LIVE REVIEW: 100 gecs at The Sett
Within a sea of sweat-soaked, stinky indie kids, I caught portions of the 100 gecs concert at Union South on Friday, February 28. An army of neon-clad 20-somethings filed into The Sett Pub to catch the latest performance by the hyperpop electronic noise duo of Laura Les and Dylan Brady.
As a sweat-soaked, stinky, neon-clad, 20-something indie kid myself, I was thrilled to participate in moment after moment of ecstatic thrashing and computer-generated bliss.
The Madison music community was in rare form right from the jump. The evening got off to a hot start with opener Tony Velour — working the crowd brilliantly with an impressive display of auto-crooning hip-hop, backed by inspired production. The set peaked with a call to open the pit — much to the dismay of onlooking building managers. It was in this very pit in which I suffered what I have self-diagnosed to be a “sprained thumb”, a small price to pay to participate in what felt to me as one of the most responsive crowds I have witnessed in Madison in a while.
The endless flow of frenetic energy on the floor only increased into the gecs portion of the evening. Yet, amongst the chaos, was a space in which I am proud to say comradery prevailed and where show-goers looked out for one another. I witnessed (and participated in) several instances in which there was an immediate response by the people in the closest proximity of a fall — if someone went down, they were pulled right back up. Pairing this raucous frenzy with a sense of collective responsibility created a space in which you could enjoy 100 gecs’ frantic music in tandem with the invigorating nightmare of a proper mosh pit.
During the gecs’ time on stage, I felt pure joy in singing as loudly as my lungs could possibly sustain, all the while sucking in a hot typhoon of B-O air. Les and Brady provided plenty of fuel during their onslaught of techno-chaos, keeping the motors running in the bodies of the exhausted crowd.
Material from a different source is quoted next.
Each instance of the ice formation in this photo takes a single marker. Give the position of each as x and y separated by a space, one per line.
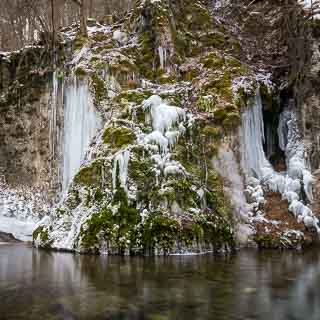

With hits like “money machine” and “hand crushed by a mallet,” there was no shortage of soaring glitchy medleys to keep things moving. Though the crowd remained locked-in and engaged throughout the night, the set seemed to end just as quickly as it started.
Coming in at around 30 minutes, some expected a longer performance from the gecs. In all the action, I worked my way around a majority of the crowd floor, from front to back and left to right. What I can tell you is this: if the set was any longer, I would have had a heart attack. My body was pushed to its max in those brief and glorious 30 minutes. When the set concluded, I was satisfied that I had spent the last hour or so of my life in a beautiful cesspool of panic and bodily fluids. It was both an example of sensory overload at its most exhilarating and a thoroughly taxing experience. I personally felt relief when they stepped off the stage, not because of a lack of enjoyment on my part, but rather a desire to breathe and drink water.
I was simply thankful to have shared such a wonderfully unhinged experience with friends and strangers alike. In a world in which we can often find ourselves in a repetitive schedule of responsibilities and stress, the feeling of being cathartic — to go all out with an attentive audience that, from what I saw, sufficed the job of looking after each other. For their part, Les and Brady were transcendent. By guiding us through a mystical experiment in focused mass frenzy, the 100 gecs duo of Brady and Les showed yet again why they are a musical force in the early 2000s nostalgia electronic music wave.